Frequently asked questions
What is the difference between a weighted average and a simple average?
A simple average treats all values equally: you sum them and divide by the count. A weighted average assigns each value a weight before averaging, so values with higher weights pull the result more strongly toward themselves.

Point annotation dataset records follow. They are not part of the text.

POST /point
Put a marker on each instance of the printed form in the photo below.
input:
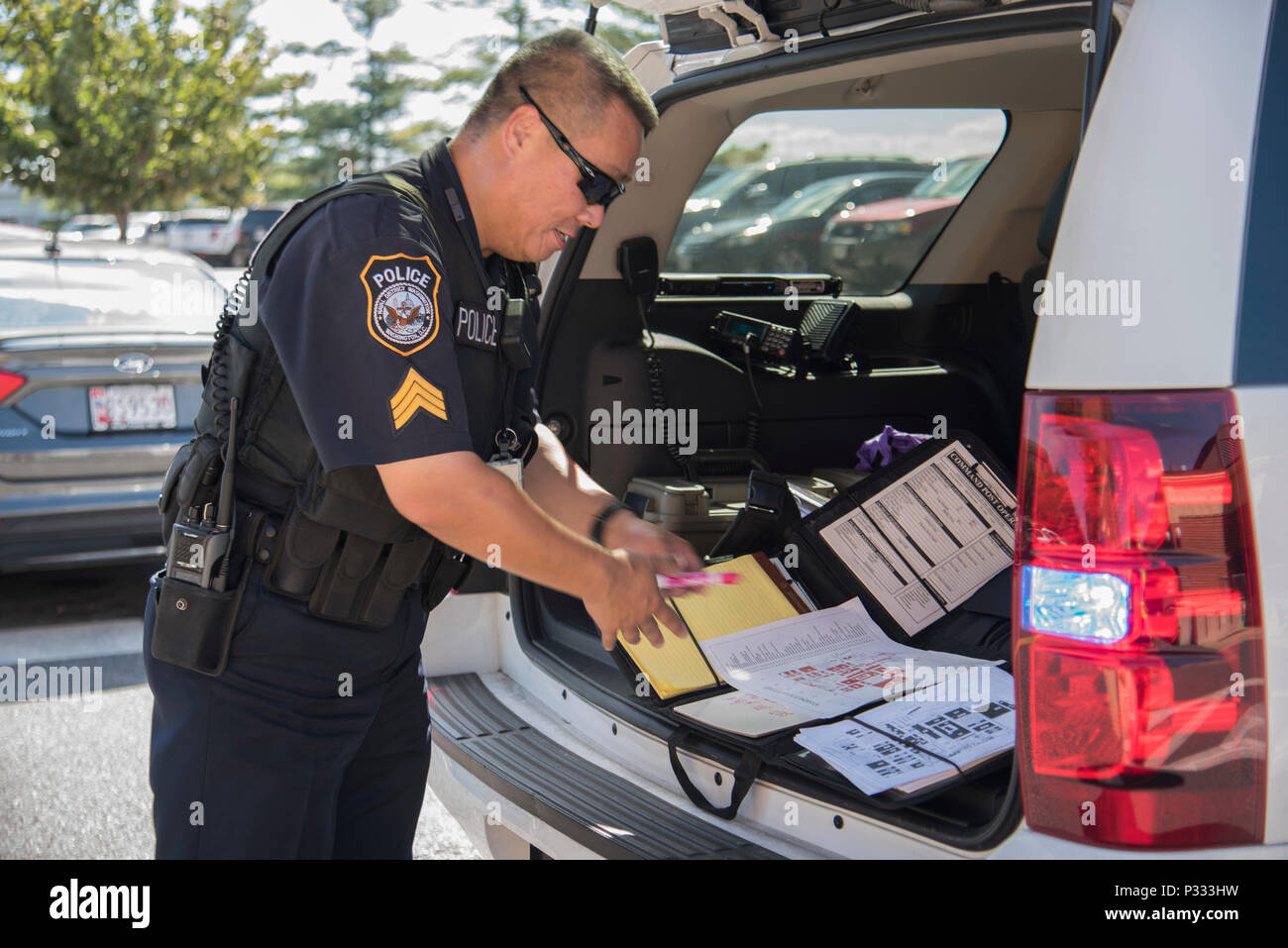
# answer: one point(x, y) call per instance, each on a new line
point(925, 544)
point(822, 664)
point(872, 750)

For example, if you score 60 on a quiz worth 10% and 90 on a final worth 90%, a simple average gives 75, but the weighted average gives 0.10×60 + 0.90×90 = 87.
Do the weights have to add up to 1 or 100%?
No. The formula divides the sum of weighted products by the total sum of weights, so it normalizes automatically. You can use weights of 1, 2, 3 or 10, 20, 30 or 0.1, 0.2, 0.3 and get the same result. However, using percentage weights (summing to 100) or decimal weights (summing to 1) can make interpretation easier and reduces the chance of errors when assigning relative importance.
How is the weighted average used to calculate GPA?
In GPA calculation, each course grade (converted to a grade point, e.g. A = 4.0) is the value \( x_i \), and the number of credit hours for that course is the weight \( w_i \). The GPA is then the sum of (grade points × credit hours) divided by total credit hours. A 3-credit course has three times more influence on GPA than a 1-credit course.
Can I use the weighted average for investment portfolio returns?
Yes. The weighted average is the standard method for computing portfolio returns. Each asset's return is the value \( x_i \), and its proportion of the total portfolio value is the weight \( w_i \). For example, if Asset A has a 10% return and makes up 70% of the portfolio, and Asset B has a 4% return making up 30%, the portfolio return is 0.70×10 + 0.30×4 = 8.2%. This is the basis of the weighted average cost of capital (WACC) formula in corporate finance.
When should I use a weighted geometric mean instead of a weighted arithmetic mean?
Use a weighted geometric mean when averaging ratios, growth rates, or any multiplicative quantities. For instance, if you are averaging compound annual growth rates (CAGR) across multiple periods or investments, the arithmetic weighted mean can overstate performance due to volatility drag. The weighted geometric mean \( \bar{x}_g = \prod x_i^{w_i} \) (with normalized weights) is preferred in those contexts. For additive quantities such as grades, prices, or measurements, the arithmetic weighted mean computed here is correct.
Last updated: 2025-01-15 · Formula verified against primary sources.